Godz Ov War Productions have spewed forth some categorically pulverizing listens over the past few years, with releases such as Kingdom’s Sepulchral Psalms from the Abyss of Torment and Misanthropic Rage’s Qualia being just a couple of examples of their underground supremacy. In an age where extreme metal is being combined with every genre under the sun, the label is a beacon of brutality for fans of traditional styles re-imagined for a new era. Croatia’s own Hereza, clearly a band knee deep in 90’s death metal influences, are here with the brilliantly titled I Become Death, in an attempt to propel the G.O.W.P mantle into 2017.
The first point to be made here would be that fans of a more technical persuasion may want to look elsewhere. Hereza deal strictly in grimey, full throttle DM and it’s abundantly clear the moment the searing title track kicks in, that they make no apologies for it. All savage blastbeats and deep growls, I Become Death not only envelops the listener in themes of nuclear devastation, but also churns out a surprisingly catchy chorus as well. The band continue the aural destruction, reanimating the corpse of Dismember on blinders like Homo Homini Lupus Est and the gut-punch brutality of Jebem Vas u Usta ‘ladna,
On I Become Death, Hereza owe as much to hardcore punk as they do to the first wave of Swedish Death Metal, smothering the tracks on offer here with a wall of sound-like distortion that dominates the mix, allowing just enough space for guttural roars to break through atop riotous drums. Vocalists Ivan Kovačević is particularly impressive, utilizing a low death growl ala Chris Barnes to maximum effect, whilst also letting loose a more feral howl, demonstrated on the groove-laden Uništi, Pali, Ruši .

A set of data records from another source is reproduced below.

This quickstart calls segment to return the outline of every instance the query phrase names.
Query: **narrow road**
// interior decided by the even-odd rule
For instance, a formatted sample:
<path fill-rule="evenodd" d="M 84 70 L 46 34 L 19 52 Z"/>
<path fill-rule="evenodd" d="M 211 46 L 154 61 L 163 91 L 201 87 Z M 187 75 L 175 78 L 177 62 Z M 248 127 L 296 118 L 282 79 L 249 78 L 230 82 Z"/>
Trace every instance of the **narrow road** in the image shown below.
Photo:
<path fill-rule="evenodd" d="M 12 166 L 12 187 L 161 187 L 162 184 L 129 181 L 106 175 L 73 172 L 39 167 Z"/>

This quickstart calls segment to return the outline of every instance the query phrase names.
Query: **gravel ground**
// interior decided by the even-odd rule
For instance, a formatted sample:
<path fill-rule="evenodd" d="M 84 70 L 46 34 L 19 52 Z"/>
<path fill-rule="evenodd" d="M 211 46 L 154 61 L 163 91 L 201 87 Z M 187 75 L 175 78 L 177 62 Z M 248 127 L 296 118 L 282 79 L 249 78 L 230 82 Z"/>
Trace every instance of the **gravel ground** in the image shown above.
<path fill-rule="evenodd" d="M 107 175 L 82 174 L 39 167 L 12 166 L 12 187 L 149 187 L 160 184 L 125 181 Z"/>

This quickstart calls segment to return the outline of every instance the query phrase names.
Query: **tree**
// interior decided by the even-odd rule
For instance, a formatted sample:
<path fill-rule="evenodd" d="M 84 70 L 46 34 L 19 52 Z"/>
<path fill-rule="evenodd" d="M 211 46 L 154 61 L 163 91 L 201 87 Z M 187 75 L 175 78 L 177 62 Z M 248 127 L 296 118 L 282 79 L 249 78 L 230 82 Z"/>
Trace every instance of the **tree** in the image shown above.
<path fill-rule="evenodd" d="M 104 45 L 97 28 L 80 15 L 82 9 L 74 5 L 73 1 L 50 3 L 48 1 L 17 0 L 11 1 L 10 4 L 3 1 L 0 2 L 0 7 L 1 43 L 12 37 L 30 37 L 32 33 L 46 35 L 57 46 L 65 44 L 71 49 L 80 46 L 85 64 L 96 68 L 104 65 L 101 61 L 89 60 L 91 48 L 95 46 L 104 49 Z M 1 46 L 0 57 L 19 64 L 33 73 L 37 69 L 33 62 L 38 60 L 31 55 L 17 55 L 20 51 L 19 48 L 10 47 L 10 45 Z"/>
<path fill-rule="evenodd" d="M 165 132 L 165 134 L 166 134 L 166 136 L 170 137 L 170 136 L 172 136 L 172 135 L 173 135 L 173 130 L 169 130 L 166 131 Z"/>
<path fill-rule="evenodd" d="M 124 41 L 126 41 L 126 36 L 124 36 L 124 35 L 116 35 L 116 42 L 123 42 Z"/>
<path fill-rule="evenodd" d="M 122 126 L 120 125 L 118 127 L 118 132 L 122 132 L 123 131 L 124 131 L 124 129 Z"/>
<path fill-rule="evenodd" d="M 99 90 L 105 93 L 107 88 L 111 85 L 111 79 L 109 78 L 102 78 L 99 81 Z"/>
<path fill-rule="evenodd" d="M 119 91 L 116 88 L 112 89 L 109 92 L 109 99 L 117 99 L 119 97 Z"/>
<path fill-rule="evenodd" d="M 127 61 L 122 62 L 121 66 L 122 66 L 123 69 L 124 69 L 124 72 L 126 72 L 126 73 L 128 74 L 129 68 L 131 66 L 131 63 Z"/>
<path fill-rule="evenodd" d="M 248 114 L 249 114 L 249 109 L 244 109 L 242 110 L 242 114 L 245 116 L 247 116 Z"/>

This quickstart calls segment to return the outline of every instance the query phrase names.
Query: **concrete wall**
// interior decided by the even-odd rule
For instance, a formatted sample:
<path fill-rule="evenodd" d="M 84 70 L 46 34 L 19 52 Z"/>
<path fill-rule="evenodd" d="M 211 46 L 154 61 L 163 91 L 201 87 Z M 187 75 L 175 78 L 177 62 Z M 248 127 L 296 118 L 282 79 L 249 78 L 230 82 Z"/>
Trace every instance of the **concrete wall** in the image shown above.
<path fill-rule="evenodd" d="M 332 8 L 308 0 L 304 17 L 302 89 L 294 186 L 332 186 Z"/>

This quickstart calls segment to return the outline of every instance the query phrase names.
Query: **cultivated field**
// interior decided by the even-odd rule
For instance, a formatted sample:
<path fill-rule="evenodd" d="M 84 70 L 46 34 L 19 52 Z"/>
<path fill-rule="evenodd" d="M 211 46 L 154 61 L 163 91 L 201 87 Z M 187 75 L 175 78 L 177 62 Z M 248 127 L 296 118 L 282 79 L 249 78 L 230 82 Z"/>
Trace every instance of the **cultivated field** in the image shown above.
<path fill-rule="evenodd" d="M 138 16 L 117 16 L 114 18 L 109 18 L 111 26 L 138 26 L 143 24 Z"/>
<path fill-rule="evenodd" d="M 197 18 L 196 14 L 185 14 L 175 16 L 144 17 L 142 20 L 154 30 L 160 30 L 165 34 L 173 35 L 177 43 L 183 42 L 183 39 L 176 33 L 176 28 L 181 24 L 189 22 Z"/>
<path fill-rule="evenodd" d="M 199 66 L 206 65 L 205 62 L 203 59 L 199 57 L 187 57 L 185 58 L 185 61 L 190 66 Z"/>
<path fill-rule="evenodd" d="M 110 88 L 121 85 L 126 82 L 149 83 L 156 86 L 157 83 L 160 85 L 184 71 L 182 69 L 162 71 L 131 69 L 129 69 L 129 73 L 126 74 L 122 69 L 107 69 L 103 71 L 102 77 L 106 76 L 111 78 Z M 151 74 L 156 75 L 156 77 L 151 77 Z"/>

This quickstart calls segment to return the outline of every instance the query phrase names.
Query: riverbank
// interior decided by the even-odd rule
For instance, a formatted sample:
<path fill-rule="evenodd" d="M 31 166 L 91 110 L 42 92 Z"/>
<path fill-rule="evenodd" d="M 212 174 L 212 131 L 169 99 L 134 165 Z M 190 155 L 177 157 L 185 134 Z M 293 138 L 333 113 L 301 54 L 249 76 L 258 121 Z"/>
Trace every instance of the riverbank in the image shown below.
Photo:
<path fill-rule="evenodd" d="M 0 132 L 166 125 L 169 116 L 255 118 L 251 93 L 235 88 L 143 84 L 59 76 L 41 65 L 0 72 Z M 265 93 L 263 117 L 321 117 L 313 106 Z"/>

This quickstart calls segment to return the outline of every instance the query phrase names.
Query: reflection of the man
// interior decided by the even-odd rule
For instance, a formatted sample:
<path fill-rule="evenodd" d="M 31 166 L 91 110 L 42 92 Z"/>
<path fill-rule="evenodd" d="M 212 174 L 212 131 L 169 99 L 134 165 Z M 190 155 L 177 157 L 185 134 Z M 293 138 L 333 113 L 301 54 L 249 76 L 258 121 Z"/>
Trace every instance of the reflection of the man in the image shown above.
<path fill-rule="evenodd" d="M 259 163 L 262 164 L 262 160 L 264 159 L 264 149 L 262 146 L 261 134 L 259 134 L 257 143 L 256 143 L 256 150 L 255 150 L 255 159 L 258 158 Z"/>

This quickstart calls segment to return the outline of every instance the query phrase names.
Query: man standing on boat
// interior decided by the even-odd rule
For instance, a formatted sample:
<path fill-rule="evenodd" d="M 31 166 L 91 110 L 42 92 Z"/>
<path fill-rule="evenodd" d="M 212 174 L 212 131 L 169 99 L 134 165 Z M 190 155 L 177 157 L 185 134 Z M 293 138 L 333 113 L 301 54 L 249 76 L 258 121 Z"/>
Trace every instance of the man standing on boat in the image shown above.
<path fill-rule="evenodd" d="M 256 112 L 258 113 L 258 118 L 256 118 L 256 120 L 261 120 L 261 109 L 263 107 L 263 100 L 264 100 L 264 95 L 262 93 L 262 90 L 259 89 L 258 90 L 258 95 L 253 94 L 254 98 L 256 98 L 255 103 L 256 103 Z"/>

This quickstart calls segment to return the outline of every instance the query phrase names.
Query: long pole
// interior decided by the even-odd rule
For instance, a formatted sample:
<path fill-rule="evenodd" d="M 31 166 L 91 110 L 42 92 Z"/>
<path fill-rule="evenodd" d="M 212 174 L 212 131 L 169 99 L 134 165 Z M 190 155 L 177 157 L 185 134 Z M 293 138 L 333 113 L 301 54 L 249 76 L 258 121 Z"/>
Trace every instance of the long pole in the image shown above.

Now for a band with such an unrelenting and basic style, an entire album of full speed ahead grinders could wear a little thin, even for the most hardened listener, but luckily the band reach into their rotting bag of tricks and divert from the road-worn formula. Granted it’s not too much of a diversion, but the Gothenberg hints of Full Moon Slaughter engage the listener in twin-lead riffs before plummeting back into the chaotic depths. Elsewhere the sluggish plod of Torn From The Death’s Bed allows the listener a head-banging pause for breath, while the shred-fest solo of In The Name of God adds some colour to band’s otherwise pitch black palette.
It seems that the very nature of a band like Hereza, with their suped-up Motorhead-meets-Entombed sound, is to play as hard and as relentlessly as possible ; but on I Become Death they not only do that and do it well, but they showcase murky layers of depth, teasing the listener with memorable ideas, before diving headfirst back into the abyss of raw, brutal death-punk. I Become Death is surely not for everyone, but for those that favor the intensities of the 90’s death metal scene, with more than just a little crust punk thrown in, Hereza might just be the band for you.